“If you treasure it, measure it” was how Sir Gus O’Donnell, the Secretary to the Cabinet, introduced his talk on well-being at the end of last week.
Entitled Well-being statistics: How will Whitehall respond, the most important man in the civil service, took the chance to outline how the government machine sees well-being in the context of making policy and what action is taking to embed the idea. He was talking to a packed room of civil servants, commissioners, experts and interested observers.
The first thing that was obvious from the talk was the seriousness with which the government sees well-being. Alongside economic indicators, it is set to become the driver for policy and funding decisions.

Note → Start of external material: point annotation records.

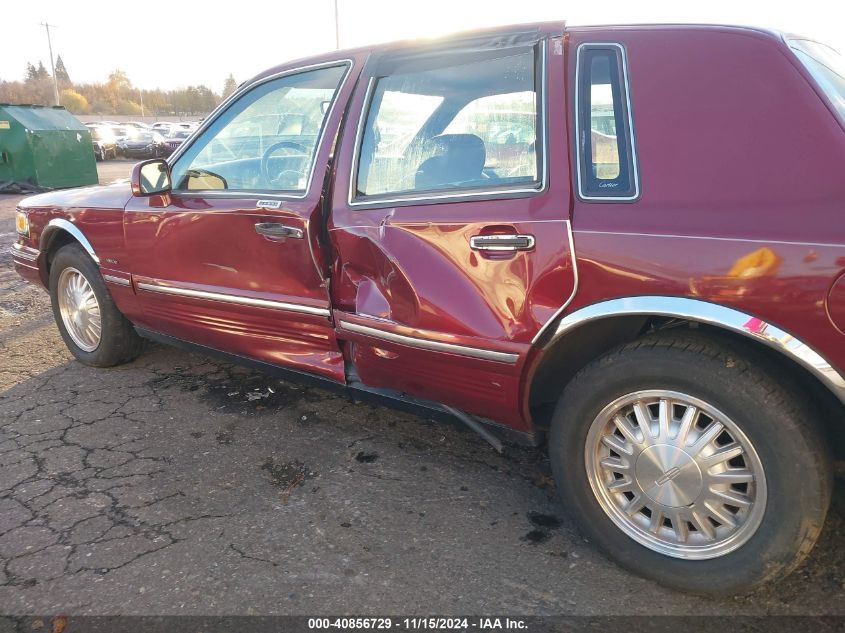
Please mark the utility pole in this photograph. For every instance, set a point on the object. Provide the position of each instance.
(52, 65)
(336, 27)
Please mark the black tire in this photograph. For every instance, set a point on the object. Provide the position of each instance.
(785, 433)
(119, 343)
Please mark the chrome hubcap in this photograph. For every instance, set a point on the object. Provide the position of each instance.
(675, 474)
(79, 309)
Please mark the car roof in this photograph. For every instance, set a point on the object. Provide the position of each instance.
(502, 33)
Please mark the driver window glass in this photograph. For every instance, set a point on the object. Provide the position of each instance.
(266, 140)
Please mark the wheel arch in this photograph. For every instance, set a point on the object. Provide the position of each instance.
(587, 333)
(60, 232)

Asked what areas of policy well-being doesn’t have relevance, Sir Gus responded that it was an ‘empty set’.
Indicating that it means business, the civil service is doing the following:
- Holding five events between now and the end of 2011 for senior civil servants to educate them about using well-being in decision-making
- Including well-being in the mandatory training for all fast stream civil servants
- Updating HM Treasury’s Green Book on economic analysis, to include guidance on valuing well-being (completed in July 2011)
- Publishing and distributing practical examples of how well-being has been used to drive policy decisions (coming soon)
From the talk, and subsequent discussion around the room, it was very clear that organisations that can demonstrate their impact on well-being are at a distinct advantage when it comes to decisions on policy and funding.
Concluding the session, Sir Gus O’Donnell outlined his vision for the growth of well-being as the driver for policy and funding decisions. Once well-being shows what it can do, the benefits will be self-evident, he said.
Sir Gus O’Donnell was speaking at an event in Westminster on 2 November 2011 hosted by the All-Party Parliamentary Group on Well-being Economics.